Tree Diffing

This page summarises some of the other tree diffing tools available.

If you're in a hurry, start by looking at Autochrome. It's extremely capable, and has an excellent description of the design.

If you're interested in a summary of the academic literature, this blog post (and its accompanying paper -- mirrored under a CC BY-NC license) are great resources.

json-diff (2012)

Languages: JSON
Algorithm: Pairwise comparison
Output: CLI colours

json-diff performs a structural diff of JSON files. It considers subtrees to be different if they don't match exactly, so e.g. "foo" and ["foo"] are entirely different.

json-diff is also noteworthy for its extremely readable display of results.

GumTree (2014)

Languages: ~10 programming languages
Parser: Several, including srcML
Algorithm: Top-down, then bottom-up
Ouput: HTML, Swing GUI, or text

GumTree can parse several programming languages and then performs a tree-based diff, outputting an HTML display.

The GumTree algorithm is described in the associated paper 'Fine-grained and accurate source code differencing' by Falleri et al (DOI, PDF). It performs a greedy top-down search for identical subtrees, then performs a bottom-up search to match up the rest.

Tree Diff (2017)

Languages: S-expression data format
Algorithm: A* search
Output: Merged s-expression file

Tristan Hume wrote a tree diffing algorithm during his 2017 internship and Jane Street. The source code is not available, but he has a blog post discussing the design in depth.

This project finds minimal diffs between s-expression files used as configuration by Jane Street. It uses A* search to find the minimal diff between them, and builds a new s-expression with a section marked with :date-switch for the differing parts.

(Jane Street also has patdiff, but that seems to be a line-oriented diff with some whitespace/integer display polish. It doesn't understand that e.g. whitespace in "foo " is meaningful).

Autochrome (2017)

Languages: Clojure
Parser: Custom, preserves comments
Algorithm: Dijkstra (previously A* search)
Output: HTML

Autochrome parses Clojure with a custom parser that preserves comments. Autochrome uses Dijkstra's algorithm to compare syntax trees.

Autochrome's webpage includes worked examples of the algorithm and a discussion of design tradeoffs. It's a really great resource for understanding tree diffing techniques in general.

graphtage (2020)

Languages: JSON, XML, HTML, YAML, plist, and CSS
Parser: json5, pyYAML, ignores comments
Algorithm: Levenshtein distance
Output: CLI colours

graphtage compares structured data by parsing into a generic file format, then displaying a diff. It even allows things like diffing JSON against YAML.

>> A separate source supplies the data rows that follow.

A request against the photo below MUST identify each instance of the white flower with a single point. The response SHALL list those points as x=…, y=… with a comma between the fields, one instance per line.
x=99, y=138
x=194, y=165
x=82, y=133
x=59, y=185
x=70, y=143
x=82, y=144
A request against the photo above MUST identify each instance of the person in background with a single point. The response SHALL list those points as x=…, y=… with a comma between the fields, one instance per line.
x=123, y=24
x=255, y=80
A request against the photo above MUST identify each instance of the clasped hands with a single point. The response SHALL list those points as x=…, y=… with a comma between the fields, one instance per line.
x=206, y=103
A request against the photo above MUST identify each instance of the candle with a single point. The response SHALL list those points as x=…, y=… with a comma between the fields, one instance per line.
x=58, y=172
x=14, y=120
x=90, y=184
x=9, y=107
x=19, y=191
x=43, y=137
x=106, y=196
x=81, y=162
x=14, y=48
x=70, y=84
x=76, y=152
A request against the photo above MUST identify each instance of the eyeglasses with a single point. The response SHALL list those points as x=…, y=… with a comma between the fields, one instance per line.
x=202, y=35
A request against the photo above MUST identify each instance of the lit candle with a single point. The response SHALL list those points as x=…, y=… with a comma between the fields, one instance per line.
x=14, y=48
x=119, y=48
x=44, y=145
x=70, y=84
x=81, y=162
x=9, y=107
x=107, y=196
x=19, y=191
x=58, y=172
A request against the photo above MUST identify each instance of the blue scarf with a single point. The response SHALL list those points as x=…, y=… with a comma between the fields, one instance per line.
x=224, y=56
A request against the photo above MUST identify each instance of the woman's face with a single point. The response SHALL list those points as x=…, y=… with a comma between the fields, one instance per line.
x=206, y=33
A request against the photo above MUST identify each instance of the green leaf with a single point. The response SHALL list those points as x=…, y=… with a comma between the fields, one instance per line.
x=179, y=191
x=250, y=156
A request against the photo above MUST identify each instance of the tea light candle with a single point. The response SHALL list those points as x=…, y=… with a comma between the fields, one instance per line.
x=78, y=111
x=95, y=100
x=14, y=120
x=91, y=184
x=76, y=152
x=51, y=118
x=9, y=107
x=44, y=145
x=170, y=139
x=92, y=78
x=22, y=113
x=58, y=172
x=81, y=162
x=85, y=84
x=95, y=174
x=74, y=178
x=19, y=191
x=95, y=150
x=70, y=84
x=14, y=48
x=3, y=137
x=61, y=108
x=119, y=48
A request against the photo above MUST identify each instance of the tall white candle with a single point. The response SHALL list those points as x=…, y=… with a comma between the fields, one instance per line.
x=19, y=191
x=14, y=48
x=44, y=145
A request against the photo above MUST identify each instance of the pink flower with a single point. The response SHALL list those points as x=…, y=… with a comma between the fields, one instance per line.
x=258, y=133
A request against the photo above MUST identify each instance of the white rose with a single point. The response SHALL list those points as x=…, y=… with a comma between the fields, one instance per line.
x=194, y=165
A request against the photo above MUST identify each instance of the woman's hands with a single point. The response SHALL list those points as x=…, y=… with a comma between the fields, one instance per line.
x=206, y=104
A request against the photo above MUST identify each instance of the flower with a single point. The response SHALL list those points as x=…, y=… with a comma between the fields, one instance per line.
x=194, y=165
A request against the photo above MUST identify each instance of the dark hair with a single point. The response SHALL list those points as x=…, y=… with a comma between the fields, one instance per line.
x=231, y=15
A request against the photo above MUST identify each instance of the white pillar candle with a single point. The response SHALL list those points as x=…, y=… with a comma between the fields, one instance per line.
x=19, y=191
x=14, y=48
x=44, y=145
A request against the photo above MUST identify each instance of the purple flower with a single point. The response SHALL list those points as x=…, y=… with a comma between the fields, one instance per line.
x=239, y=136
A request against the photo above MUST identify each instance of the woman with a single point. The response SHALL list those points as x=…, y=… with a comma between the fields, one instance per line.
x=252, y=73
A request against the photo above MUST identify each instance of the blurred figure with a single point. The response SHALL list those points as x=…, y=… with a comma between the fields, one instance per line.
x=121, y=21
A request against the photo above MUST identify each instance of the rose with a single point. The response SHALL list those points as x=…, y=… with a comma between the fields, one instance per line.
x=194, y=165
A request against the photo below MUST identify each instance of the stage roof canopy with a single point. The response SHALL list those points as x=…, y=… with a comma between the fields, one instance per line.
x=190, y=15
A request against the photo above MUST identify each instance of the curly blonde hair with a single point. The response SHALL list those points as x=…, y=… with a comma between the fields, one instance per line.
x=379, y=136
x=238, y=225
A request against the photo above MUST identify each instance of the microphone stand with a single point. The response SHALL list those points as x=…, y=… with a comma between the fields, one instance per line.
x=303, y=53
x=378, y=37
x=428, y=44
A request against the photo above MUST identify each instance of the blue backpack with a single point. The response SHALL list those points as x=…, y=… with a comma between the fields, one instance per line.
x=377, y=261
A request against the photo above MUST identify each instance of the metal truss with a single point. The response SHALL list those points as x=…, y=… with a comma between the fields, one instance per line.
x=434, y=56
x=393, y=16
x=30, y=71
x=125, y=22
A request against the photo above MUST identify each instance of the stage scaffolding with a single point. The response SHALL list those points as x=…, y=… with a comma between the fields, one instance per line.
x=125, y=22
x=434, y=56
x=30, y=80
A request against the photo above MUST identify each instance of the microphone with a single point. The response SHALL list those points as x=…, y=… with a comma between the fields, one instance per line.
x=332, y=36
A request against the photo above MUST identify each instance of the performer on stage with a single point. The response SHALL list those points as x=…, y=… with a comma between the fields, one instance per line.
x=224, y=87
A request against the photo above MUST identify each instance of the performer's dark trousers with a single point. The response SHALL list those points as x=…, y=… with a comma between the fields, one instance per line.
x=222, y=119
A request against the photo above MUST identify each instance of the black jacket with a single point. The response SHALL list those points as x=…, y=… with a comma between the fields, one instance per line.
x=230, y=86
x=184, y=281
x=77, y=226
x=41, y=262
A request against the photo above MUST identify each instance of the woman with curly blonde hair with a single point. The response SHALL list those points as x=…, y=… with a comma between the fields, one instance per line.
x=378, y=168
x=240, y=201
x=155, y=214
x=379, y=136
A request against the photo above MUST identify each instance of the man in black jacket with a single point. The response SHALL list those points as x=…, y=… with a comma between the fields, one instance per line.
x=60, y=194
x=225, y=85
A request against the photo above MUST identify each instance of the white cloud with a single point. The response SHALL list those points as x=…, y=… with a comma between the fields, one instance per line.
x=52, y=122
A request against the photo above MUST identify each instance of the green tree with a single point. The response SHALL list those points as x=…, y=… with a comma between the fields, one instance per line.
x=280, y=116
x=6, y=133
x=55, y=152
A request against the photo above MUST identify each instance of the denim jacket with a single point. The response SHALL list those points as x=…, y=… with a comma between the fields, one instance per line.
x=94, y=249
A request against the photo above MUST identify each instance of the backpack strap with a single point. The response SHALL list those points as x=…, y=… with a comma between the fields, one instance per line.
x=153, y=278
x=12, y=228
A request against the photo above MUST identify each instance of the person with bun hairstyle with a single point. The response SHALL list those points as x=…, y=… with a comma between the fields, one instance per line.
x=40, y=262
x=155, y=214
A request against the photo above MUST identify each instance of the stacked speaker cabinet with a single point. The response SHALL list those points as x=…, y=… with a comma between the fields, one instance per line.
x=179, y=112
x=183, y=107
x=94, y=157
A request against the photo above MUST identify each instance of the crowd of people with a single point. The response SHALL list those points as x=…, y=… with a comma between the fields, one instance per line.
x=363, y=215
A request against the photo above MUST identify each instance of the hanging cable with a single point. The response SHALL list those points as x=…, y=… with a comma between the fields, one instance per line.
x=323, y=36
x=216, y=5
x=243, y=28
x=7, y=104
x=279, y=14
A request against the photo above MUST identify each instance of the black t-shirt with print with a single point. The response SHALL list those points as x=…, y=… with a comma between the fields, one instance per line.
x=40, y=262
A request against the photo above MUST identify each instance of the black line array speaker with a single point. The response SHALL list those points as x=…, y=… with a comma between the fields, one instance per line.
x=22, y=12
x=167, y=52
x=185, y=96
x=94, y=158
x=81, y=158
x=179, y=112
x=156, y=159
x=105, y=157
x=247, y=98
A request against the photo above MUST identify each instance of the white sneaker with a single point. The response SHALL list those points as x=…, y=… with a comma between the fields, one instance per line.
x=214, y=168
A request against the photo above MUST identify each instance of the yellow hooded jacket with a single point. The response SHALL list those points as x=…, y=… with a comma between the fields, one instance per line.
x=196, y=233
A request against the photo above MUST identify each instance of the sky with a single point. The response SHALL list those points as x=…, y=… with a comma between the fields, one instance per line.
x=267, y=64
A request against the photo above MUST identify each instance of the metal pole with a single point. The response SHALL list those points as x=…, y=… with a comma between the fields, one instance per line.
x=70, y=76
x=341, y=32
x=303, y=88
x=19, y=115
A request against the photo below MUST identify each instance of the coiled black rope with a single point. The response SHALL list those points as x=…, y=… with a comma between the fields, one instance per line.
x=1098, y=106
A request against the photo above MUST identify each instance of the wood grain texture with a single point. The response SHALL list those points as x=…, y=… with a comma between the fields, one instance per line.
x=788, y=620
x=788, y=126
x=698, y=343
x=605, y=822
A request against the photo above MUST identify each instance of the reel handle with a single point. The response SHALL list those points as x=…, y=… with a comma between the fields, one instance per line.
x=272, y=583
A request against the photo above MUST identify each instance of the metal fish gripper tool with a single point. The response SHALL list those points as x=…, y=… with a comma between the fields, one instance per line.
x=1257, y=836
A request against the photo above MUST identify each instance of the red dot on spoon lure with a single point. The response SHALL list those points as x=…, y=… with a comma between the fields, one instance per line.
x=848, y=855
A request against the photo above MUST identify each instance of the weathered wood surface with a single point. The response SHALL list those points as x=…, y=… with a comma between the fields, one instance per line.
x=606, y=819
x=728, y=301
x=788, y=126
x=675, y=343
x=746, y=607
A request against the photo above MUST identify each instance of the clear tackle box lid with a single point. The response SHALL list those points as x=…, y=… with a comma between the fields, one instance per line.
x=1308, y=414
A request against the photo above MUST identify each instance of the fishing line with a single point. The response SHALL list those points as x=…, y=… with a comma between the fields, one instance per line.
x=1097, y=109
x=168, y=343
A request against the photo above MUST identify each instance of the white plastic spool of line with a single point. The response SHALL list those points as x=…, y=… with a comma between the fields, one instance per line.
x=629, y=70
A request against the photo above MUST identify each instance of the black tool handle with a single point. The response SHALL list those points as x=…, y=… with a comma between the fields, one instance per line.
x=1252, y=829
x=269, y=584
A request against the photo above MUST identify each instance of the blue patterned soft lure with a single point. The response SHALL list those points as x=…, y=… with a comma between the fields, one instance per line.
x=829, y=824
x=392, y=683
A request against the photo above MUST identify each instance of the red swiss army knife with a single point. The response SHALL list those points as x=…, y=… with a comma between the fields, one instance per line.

As with json-diff, it does not consider ["foo"] and "foo" to have any similarities.

Diffsitter (2020)

Parser: Tree-sitter
Algorithm: Longest-common-subsequence
Output: CLI colours

Diffsitter is another tree-sitter based diff tool. It uses LCS diffing on the leaves of the syntax tree.

sdiff (2021)

Languages: Scheme
Parser: Scheme's built-in read, ignores comments
Algorithm: MH-Diff from the Chawathe paper
Output: CLI colours

Semantically meaningful S-expression diff: Tree-diff for lisp source code was presented at FOSDEM 2021.